Livro do autor Joca Reiners Terron
Livro do autor Joca Reiners Terron © zulma.fr

Encarnação do mal

“A morte e o Meteoro” é um livro sobre várias extinções ou uma extinção total. Até o personagem que seria o salvador, que é o sertanista Boaventura, foi o responsável pela sina dos Kaajapukugi. O mal que o personagem encarna seria o ponto central do livro.

“O Boaventura é um exemplo bastante infeliz de que o inferno está cheio de boas intenções. Ele é um equivocado. Um representante de parte substancial da antropologia europeia que procurou entrar em contato com povos indígenas. Muitas tragédias foram causadas em decorrência desse princípio, cujo gatilho foi disparado pelo processo colonial”, avalia Terron.

No livro, Boaventura leva uma flechada dos Kaajapukugi assim como recentemente, na vida real, um funcionário da Funai foi atingido por uma flecha por índios isolados e infelizmente morreu. Antecipação? Para o escritor, muitas pessoas acreditam que podem “beneficiar os indígenas, sendo que eles não precisam de nenhum benefício. Eles precisam ser deixados em paz”.

Tempo cíclico

A aventura é macabra, mas a prosa vigorosa de Joca Reiners Terron produz um efeito literário surpreendente. No romance, há o paralelo entre a destruição do planeta e a exploração chinesa de Marte. E no meio disso tudo a crença indígena de um mundo circular, do terceiro céu. O tempo é cíclico, mas Terron diz que essa não é uma perspectiva positiva. “Temos que rever nossa noção de otimismo. Para nós, ser otimistas seria a humanidade sobreviver. Mas para o planeta, me parece que a noção de otimismo tem a ver com a extinção da raça humana porque afinal de contas somos o carrapato desse planeta”.

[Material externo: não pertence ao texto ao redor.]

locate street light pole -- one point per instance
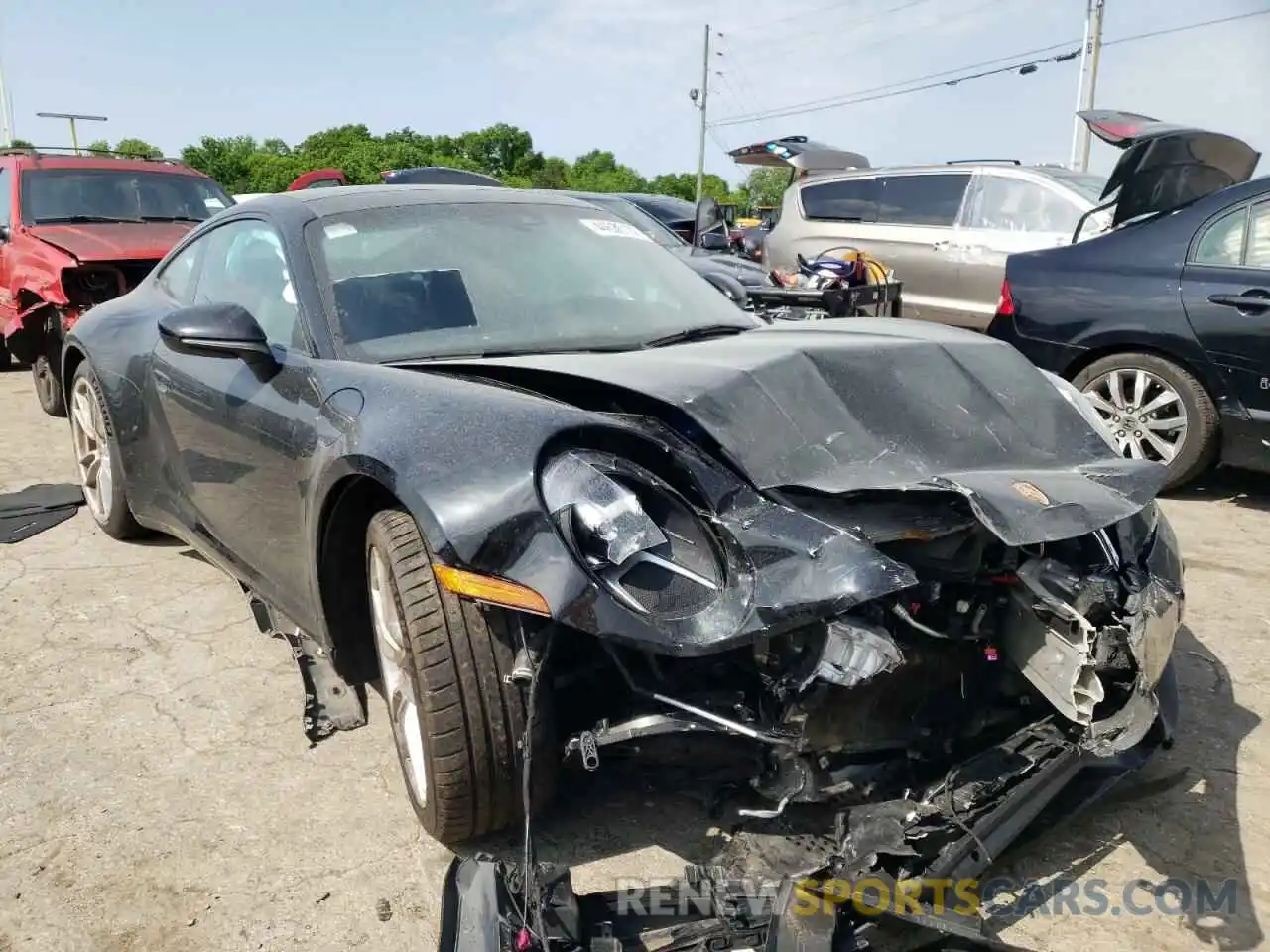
(5, 113)
(73, 118)
(1095, 56)
(701, 105)
(1084, 91)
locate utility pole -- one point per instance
(5, 113)
(702, 104)
(72, 117)
(1087, 89)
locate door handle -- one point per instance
(1245, 303)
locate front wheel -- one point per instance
(96, 454)
(1156, 411)
(49, 382)
(456, 722)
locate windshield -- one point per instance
(642, 220)
(426, 281)
(1080, 181)
(117, 194)
(666, 207)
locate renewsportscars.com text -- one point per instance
(1002, 896)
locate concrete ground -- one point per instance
(157, 791)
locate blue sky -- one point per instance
(615, 73)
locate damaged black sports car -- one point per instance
(502, 454)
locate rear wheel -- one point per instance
(49, 382)
(456, 724)
(1156, 411)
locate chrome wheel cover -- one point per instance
(1144, 413)
(91, 449)
(399, 685)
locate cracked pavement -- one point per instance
(157, 791)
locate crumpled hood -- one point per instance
(113, 241)
(879, 405)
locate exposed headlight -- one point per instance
(1082, 403)
(634, 534)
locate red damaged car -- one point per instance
(77, 230)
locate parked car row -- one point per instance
(1150, 289)
(1080, 295)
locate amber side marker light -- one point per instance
(483, 588)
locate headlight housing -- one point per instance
(636, 536)
(1082, 403)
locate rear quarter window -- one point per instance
(922, 199)
(851, 199)
(1222, 243)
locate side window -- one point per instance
(852, 199)
(922, 199)
(177, 278)
(1003, 203)
(1257, 253)
(244, 264)
(1222, 243)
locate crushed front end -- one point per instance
(928, 670)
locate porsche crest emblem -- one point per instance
(1032, 493)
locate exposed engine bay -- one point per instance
(992, 639)
(916, 735)
(98, 282)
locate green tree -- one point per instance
(244, 164)
(230, 160)
(554, 173)
(599, 172)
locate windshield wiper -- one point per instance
(512, 352)
(77, 218)
(691, 334)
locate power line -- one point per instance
(905, 87)
(851, 98)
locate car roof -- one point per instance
(35, 159)
(969, 167)
(325, 202)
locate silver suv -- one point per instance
(944, 229)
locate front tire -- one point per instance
(456, 724)
(1156, 409)
(96, 454)
(48, 380)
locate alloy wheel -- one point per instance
(91, 449)
(1144, 413)
(399, 684)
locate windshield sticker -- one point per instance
(613, 229)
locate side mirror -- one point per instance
(222, 330)
(707, 217)
(715, 241)
(729, 286)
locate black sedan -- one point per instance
(1164, 321)
(451, 438)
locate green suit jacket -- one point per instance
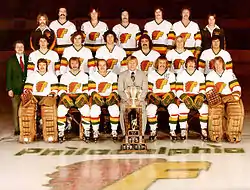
(15, 77)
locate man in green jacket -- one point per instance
(15, 78)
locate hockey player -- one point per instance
(206, 62)
(177, 57)
(63, 29)
(161, 87)
(158, 30)
(74, 92)
(113, 54)
(42, 30)
(43, 52)
(228, 105)
(77, 50)
(146, 56)
(190, 88)
(127, 33)
(103, 90)
(190, 31)
(94, 30)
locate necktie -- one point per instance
(21, 63)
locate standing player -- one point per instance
(158, 30)
(190, 32)
(77, 50)
(42, 30)
(113, 54)
(103, 90)
(127, 33)
(94, 30)
(146, 56)
(43, 52)
(177, 57)
(63, 29)
(190, 88)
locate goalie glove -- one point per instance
(66, 100)
(97, 99)
(188, 101)
(112, 99)
(167, 99)
(198, 101)
(153, 98)
(81, 100)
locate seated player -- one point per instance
(190, 88)
(223, 94)
(73, 92)
(103, 90)
(39, 86)
(161, 84)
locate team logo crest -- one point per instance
(160, 83)
(94, 35)
(41, 85)
(74, 86)
(61, 32)
(145, 65)
(124, 37)
(111, 63)
(189, 86)
(157, 34)
(103, 86)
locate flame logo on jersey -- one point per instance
(93, 36)
(157, 34)
(145, 65)
(61, 32)
(185, 35)
(74, 86)
(189, 86)
(160, 83)
(111, 63)
(103, 86)
(124, 38)
(219, 86)
(178, 63)
(41, 85)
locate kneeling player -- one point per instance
(41, 87)
(190, 88)
(223, 94)
(103, 90)
(74, 93)
(161, 92)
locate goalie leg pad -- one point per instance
(27, 122)
(235, 118)
(215, 122)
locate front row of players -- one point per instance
(216, 98)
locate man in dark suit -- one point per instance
(133, 77)
(15, 77)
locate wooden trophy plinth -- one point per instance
(133, 141)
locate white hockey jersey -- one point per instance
(161, 83)
(206, 60)
(85, 55)
(177, 60)
(41, 85)
(73, 84)
(115, 58)
(63, 31)
(103, 85)
(146, 61)
(127, 36)
(190, 33)
(190, 84)
(223, 84)
(51, 57)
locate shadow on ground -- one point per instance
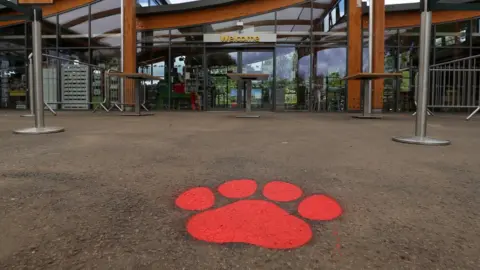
(101, 195)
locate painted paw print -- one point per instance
(257, 222)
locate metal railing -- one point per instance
(73, 85)
(455, 85)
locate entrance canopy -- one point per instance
(453, 4)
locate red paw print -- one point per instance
(257, 222)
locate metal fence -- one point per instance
(73, 85)
(455, 85)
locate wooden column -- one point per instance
(354, 54)
(379, 49)
(129, 48)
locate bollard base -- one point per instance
(367, 116)
(247, 116)
(421, 141)
(39, 131)
(137, 114)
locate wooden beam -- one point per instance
(379, 55)
(354, 54)
(412, 18)
(129, 48)
(95, 16)
(212, 15)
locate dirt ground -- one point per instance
(102, 194)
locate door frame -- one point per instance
(239, 50)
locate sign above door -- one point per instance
(240, 38)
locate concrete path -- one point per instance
(102, 195)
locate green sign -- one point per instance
(453, 4)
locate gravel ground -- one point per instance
(102, 194)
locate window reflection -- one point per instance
(12, 37)
(329, 90)
(292, 78)
(13, 79)
(452, 34)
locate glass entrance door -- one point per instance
(226, 94)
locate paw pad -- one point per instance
(257, 222)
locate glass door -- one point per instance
(259, 61)
(227, 94)
(222, 92)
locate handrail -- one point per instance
(72, 61)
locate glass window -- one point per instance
(391, 37)
(148, 38)
(446, 54)
(12, 37)
(185, 65)
(476, 33)
(452, 34)
(317, 13)
(74, 30)
(341, 7)
(106, 58)
(329, 91)
(13, 79)
(292, 77)
(259, 61)
(106, 21)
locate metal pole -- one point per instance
(248, 94)
(38, 69)
(138, 87)
(31, 102)
(425, 32)
(248, 100)
(38, 80)
(424, 67)
(367, 96)
(367, 86)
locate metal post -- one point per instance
(38, 80)
(31, 102)
(248, 100)
(367, 103)
(367, 92)
(422, 95)
(138, 88)
(248, 96)
(138, 85)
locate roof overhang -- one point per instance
(195, 5)
(395, 8)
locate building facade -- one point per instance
(306, 47)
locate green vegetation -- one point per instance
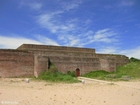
(126, 72)
(53, 75)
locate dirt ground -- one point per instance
(15, 91)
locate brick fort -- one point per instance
(31, 60)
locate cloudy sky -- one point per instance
(109, 26)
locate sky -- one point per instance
(109, 26)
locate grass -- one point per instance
(126, 72)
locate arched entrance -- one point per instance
(77, 72)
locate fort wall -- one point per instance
(14, 63)
(30, 59)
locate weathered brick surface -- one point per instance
(31, 59)
(16, 63)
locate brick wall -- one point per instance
(15, 63)
(29, 60)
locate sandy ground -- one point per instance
(15, 91)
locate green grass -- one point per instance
(130, 70)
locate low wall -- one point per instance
(14, 63)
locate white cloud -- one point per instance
(14, 42)
(127, 2)
(135, 52)
(46, 41)
(35, 6)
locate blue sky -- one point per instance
(109, 26)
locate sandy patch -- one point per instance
(18, 92)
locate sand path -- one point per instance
(15, 91)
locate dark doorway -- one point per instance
(77, 72)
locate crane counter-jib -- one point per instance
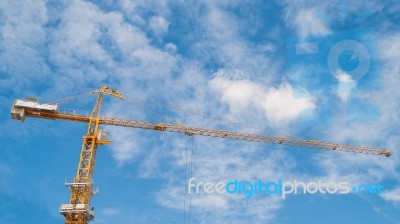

A palavra distopia, que está na moda no Brasil e que Joca Reiners Terron lamenta ter contribuído para a sua propagação no país, não serve, segundo ele, para classificar “A Morte e o Meteoro”. “Meu livro é um representante da ficção brasileira. A distopia como gênero, ou subgênero da ficção científica, talvez caiba num país desenvolvido. Para algo dar errado na utopia, para ela ser revertida, é necessário que a civilização tenha se desenvolvido em algum ponto e não é, infelizmente, o caso brasileiro. Nós somos a distopia”, afirma.

No entanto, o escritor pensa que se o Brasil sobreviver, ele terá “algo a ensinar ao mundo, algo que é fruto dessa mistura maluca que esse país representa, da perspectiva original que nasceu dessa visão e dessa mestiçagem”, conclui.